AllenInstitute / MOp_taxonomies_ontology

Central location for versioning and sharing of taxonomy files relevant for ontology development as part of cell type cards.
Other
2 stars 0 forks source link

Updated CCN201912131 with BDS version #1

Closed shawntanzk closed 3 years ago

shawntanzk commented 3 years ago

DO NOT MERGE YET

@jeremymiller @raymond-sanchez I've created a branch and replaced it with our version of mouse taxonomy, could you help see if the changes are alright? (It should only be X-like implementation)

Notes: 1) implementation of X-like in new versions 2) notice huge amount of diff in the csv file, need to investigate 3) Also notice that in the json file, the version in main uses cell_set_additional_alias instead of cell_set_additional_aliases; need to check if this affects our pipeline, and if so, need to check on human and marmoset taxonomies. 4) Noticed that csv file in main does not have cell type card column

jeremymiller commented 3 years ago

These changes should all be fine. You are correct that the cell type card column is only in the folder files. We can change cell_set_additional_alias to cell_set_additional_aliases (or vice versa) in any of the input files if desired--no need to edit your pipeline.

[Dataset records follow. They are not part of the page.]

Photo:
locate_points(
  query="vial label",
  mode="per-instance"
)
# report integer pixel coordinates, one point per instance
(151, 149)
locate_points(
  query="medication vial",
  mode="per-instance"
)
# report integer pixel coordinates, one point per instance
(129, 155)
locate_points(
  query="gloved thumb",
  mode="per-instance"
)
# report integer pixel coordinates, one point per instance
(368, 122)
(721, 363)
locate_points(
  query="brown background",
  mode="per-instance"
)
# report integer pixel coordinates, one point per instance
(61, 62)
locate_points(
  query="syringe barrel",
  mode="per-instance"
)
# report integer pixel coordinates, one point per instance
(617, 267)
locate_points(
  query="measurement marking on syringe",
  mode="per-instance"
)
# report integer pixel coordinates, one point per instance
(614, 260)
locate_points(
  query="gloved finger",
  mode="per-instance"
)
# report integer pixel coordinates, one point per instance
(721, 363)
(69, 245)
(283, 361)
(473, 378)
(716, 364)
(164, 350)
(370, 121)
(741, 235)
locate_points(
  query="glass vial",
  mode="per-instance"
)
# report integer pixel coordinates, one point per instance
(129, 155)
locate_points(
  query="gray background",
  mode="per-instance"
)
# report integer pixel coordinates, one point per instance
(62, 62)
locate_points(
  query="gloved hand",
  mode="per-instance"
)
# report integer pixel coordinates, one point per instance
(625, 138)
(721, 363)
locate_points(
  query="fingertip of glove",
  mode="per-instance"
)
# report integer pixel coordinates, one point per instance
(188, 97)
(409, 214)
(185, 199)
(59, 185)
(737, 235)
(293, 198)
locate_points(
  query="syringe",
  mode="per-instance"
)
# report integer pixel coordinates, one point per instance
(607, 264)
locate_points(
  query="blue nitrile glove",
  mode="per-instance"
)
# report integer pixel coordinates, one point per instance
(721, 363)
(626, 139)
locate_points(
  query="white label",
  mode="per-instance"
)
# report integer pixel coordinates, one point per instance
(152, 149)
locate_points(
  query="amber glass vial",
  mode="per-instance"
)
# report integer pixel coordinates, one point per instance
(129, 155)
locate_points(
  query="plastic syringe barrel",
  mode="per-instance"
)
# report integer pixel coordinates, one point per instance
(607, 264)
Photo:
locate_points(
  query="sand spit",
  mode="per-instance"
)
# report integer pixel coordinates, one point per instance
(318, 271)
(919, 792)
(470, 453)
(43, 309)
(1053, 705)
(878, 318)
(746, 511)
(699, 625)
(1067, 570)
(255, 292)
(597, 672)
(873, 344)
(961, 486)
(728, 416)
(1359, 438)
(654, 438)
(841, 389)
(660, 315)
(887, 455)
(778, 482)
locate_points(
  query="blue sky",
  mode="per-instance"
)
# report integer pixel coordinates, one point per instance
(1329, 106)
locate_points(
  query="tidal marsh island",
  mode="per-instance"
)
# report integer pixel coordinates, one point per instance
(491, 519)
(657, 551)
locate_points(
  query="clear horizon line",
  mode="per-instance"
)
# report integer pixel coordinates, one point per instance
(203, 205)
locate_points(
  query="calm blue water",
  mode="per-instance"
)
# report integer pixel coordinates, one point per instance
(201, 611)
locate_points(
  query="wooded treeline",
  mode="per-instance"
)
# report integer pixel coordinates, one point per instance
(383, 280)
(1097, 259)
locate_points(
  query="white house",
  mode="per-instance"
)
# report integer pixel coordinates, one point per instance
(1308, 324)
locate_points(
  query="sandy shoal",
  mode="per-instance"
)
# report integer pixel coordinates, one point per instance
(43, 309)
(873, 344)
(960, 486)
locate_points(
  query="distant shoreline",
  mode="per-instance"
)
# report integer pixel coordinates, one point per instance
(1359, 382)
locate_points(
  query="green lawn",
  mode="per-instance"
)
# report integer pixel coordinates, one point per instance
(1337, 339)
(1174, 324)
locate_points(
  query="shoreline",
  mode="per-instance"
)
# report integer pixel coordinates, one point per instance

shawntanzk commented 3 years ago

@jeremymiller we currently use aliases, so let's use that :) thanks Will merge this branch then

dosumis commented 3 years ago

Large diffs due to csv save settings. Presume you did this in Excel? If using comma delimiters, it is better to double quote in case content of cells has commas (IIRC some columns do have this). Otherwise use a TAB delimiter (internal tabs in cell content are v.rare and generally a v.bad idea). TAB delimiter will also allow for unescaped " in cells (uncommon in my experience, but sometimes needed).

Also not a great idea to merge in content changes when you can't view a simple diff. Format changes should be their own commit.

shawntanzk commented 3 years ago

yeah I did use excel, did not know that made a difference, will be more careful with that in the future. Should we change this to tsv then? not sure whats the best way to do it

dosumis commented 3 years ago

When you export csv from excel, you can select the delimiters and cell quoting.

dosumis commented 3 years ago

Alternatively, you could use Python Pandas as a converter. That can consume Excel too.

dosumis commented 3 years ago

One more (lazy) possibility - copying and pasting from excel straight into the GitHub editor interface => TAB separation.